WVM_070706_299
Existing comment: The Grand Review:
-- "The only national debt we can never pay is the debt we owe to the victorious Union soldiers." -- Banner suspended across Pennsylvania Avenue -- Washington D.C. -- May 23, 1865
Union veterans 200,000 strong marched through Washington on May 23 and 24, 1865, to celebrate their triumph in the Civil War. The column of troops was twenty-five miles long and took two days to pass before the reviewing stand. The Grand Review served as a rite of passage for the citizen-soldiers of the Union, most of whom eagerly anticipated their own transformation back into civilian life.
The Grand Review was America's first mass military parade. Never before had such a large force been gathered in one place in the United States.

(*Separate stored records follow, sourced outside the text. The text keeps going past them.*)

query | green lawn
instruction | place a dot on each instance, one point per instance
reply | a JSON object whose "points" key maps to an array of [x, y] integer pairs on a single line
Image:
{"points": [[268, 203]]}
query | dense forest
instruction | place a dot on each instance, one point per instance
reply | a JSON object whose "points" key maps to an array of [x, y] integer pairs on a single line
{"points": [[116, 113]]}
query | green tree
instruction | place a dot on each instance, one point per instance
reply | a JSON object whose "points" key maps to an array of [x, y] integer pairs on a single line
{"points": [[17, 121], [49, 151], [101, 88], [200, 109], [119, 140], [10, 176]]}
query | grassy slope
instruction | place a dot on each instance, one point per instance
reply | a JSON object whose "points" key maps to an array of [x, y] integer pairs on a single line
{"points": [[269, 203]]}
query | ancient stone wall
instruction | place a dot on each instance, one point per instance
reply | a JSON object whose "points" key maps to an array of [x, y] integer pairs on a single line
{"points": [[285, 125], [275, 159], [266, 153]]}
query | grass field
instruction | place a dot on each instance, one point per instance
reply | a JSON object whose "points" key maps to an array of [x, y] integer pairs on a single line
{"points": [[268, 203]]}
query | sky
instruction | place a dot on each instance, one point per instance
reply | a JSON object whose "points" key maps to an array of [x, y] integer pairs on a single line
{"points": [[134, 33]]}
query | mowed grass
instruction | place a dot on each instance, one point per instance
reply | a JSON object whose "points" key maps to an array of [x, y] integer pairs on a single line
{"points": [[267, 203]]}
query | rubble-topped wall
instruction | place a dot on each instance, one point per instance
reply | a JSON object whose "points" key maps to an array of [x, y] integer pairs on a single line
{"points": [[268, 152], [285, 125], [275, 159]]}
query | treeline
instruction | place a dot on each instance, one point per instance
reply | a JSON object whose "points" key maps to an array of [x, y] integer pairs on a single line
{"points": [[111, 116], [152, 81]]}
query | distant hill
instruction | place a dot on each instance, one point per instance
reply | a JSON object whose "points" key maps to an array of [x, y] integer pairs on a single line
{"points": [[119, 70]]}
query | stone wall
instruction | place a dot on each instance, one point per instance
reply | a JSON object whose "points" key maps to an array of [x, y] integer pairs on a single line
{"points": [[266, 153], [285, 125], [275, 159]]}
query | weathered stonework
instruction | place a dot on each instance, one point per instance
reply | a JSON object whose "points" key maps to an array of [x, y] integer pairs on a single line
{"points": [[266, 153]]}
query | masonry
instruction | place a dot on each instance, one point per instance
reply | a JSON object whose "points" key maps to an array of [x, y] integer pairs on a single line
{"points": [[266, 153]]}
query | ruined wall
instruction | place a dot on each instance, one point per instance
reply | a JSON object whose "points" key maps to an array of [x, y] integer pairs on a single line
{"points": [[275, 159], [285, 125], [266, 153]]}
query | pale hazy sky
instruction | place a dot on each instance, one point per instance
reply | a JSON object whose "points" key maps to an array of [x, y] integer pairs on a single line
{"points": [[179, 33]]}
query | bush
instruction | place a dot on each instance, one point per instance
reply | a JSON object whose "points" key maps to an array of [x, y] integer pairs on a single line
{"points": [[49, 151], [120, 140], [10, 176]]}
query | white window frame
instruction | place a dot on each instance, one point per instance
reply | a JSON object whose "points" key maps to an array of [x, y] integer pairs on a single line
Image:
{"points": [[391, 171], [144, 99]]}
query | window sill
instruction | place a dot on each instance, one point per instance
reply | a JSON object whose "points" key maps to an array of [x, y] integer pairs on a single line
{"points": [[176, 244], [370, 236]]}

Crowds cheered, troops marched, and the Union army paraded off the stage of history. But the veterans carried with them an experience that would bind them in a unique brotherhood for the rest of their lives. Demobilization was completed with remarkable swiftness and, by June 1866, more than 1 million men had been mustered out of U.S. service.
The Grand Review served as a catharsis, exhibiting the size and power of the Union's volunteer army, while celebrating the fact that the huge force would soon evaporate. The Grand Review was a stirring moment in U.S. history, and veterans' organizations subsequently attempted to evoke its emotional appeal.